Biological complexity: programmed cell death (Introduction)

by David Turell , Thursday, February 16, 2023, 21:13 (435 days ago) @ David Turell

Several kinds:

https://www.the-scientist.com/sponsored-article/programmed-cell-death-mechanisms-for-ce...

"Over the years, researchers have described many forms of PCD. This summary provides a brief overview of three types—apoptosis, pyroptosis, and necroptosis–and their importance in health and disease.

"In general, PCD can be either lytic or non-lytic. During lytic cell death, the contents of a dying cell are released into the surrounding space as the cell’s membrane becomes damaged. In contrast, non-lytic cell death secludes the cellular remains in multiple apoptotic bodies before they are discarded.

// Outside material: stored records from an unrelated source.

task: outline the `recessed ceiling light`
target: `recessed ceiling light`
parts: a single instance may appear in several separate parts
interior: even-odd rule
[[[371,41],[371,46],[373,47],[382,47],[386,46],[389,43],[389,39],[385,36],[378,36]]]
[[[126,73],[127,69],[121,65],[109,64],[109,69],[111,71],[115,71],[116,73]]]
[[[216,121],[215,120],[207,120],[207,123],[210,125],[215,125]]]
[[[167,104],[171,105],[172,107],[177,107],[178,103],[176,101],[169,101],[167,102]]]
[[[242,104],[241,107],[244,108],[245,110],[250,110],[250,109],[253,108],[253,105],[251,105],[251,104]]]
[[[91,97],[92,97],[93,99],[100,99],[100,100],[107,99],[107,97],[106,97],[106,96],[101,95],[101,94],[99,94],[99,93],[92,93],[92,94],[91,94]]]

"Apoptosis is a form of non-lytic PCD that involves condensation of the nucleus and cytoplasm, chromosomal cleavage, and plasma membrane blebbing.

***

"Intrinsic apoptosis occurs when a cell is damaged on the inside or is facing a stressful internal condition, such as DNA damage or nutrient deprivation. These conditions cause the mitochondrial outer membrane to permeabilize and release cytochrome C.1 Cytochrome C helps apoptotic protease-activating factor 1 (APAF-1) proteins assemble into a larger unit in the cytoplasm. APAF-1 is key during apoptosis because it contains a caspase recruitment domain (CARD), which activates protease enzymes called caspases that cleave proteins.

"Unlike intrinsic apoptosis, extrinsic apoptosis is triggered by a signal outside of the cell and requires membrane-spanning proteins called death receptors. The external signal, or death ligand, can come from another cell or environmental response. Activation of death receptors by death ligands such as Fas, tumor necrosis factor (TNF), or TNF-related apoptosis-inducing ligand (TRAIL), recruits two proteins to form a death-inducing signaling complex (DISC), which activates a different set of caspases from intrinsic apoptosis.

*** several rare mechanisms skipped for brevity

"Autophagy is often used by cells as a survival mechanism to protect itself from nutrient deprivation, oxidative stress, endoplasmic reticulum stress, etc.11 Here, the cytoplasm is sequestered and packaged for degradation by the lysosome, rather than being release into the extracellular space. In many cases, the material that is degraded by the lysosome can be recycled and used again as starting materials, such as amino acids for protein synthesis or carbohydrates for energy production."

Comment: obviously cells constantly develop damage or garbage. The body is in constant cleanup mode. These different mechanisms are highly complex and must have been present as cells appeared. That puts it in the realm of irradicably complex requiring design.